内容はあの今、騒動と話題を持って行っているJYUERU MORIMOTO女社長_森本繭子に関しての記事だ。


かつては、『ジュエリー界の女王』と呼ばれた女社長。

しかしある女性からリークされた森本繭子の本性の内容は

あまりにもドス黒く、欲望が剥き出しのものばかり。



「___白石さん、また残業ですか?」

「ああ。早く終らせたくてな。
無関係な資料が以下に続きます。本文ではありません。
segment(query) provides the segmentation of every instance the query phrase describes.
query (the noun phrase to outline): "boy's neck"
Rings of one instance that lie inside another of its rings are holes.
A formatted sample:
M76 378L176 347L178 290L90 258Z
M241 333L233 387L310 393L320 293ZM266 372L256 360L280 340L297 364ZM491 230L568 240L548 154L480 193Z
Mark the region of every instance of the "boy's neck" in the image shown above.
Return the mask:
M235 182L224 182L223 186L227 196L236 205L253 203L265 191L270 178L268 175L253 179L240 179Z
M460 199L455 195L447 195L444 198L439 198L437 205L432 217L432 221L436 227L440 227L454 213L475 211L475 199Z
それにこの記事は書き甲斐があるんだ」

「そう言えば、この件を取り上げたのも、書いているのも全て白石さんでしたね」




白石しらいし 健吾けんご

今では、この社の右腕的な存在の、ベテランの敏腕編集記者であり、ライター。

その熱心な記者魂と、まるで読む側を引き込む様な魅力的な文才の才能は一腕を買われている。



彼が全てJYUERU MORIMOTOに関する記事を書き続けている。

仕事と言えば世間にセンセーショナルを巻き起こす良いスクープ材料だが、健吾にはれっきとしたもう一つの理由がある。



__嘗(かつて)て、森本 繭子という女に振り回された男として。


そう考えれば、意地でやっている面は否めない。



タイピングを終えた後で一息着き、珈琲を飲む。

森本繭子のスクープは、あまりにも大々的で衝撃を与え、

まさかと思う者も居たが、それは全て事実だった。


まだ温かさの残る珈琲を飲みながら、健吾はふと考える。



(___“彼女”は、誰なんだろうか)


森本繭子の裏情報をリークをし続ける人物。

リークする女性と健吾とは電話でしかやり取りをした事がないが

声音からして落ち着いた、上品な女性を連想させる。


彼女は森本繭子の裏情報を提示し、

話題が沈静化した頃に彼女は電話で、また森本繭子の裏情報を出してくる。

何度も、何度も。


毎回、仰天する様な内容ばかりだからか

雑誌に掲載すれば、社会の注目を独り占めする。

勢いを止まる事を知らずに益々、過熱していくので、

健吾にとって何処かで森本繭子の情報のリーク元の椎野理香の事も気になってしまう。


彼女は、一体、誰なのだろう。

どうして誰も知りえない森本繭子の裏情報を、自分自身の様に知っている?


彼女の素性、何故、森本繭子の裏情報を知っているのか。

それらは全くの謎だ。自分自身は声しか分からないけれど。



何処かで会ってみたい、という好奇心が健吾の中で芽生える。

不意に携帯端末を見ると、森本繭子の情報をリークする彼女の番号に目が行く。


もし、会いたい、と電話をかければ

彼女はどんな対応を見せるのだろうか。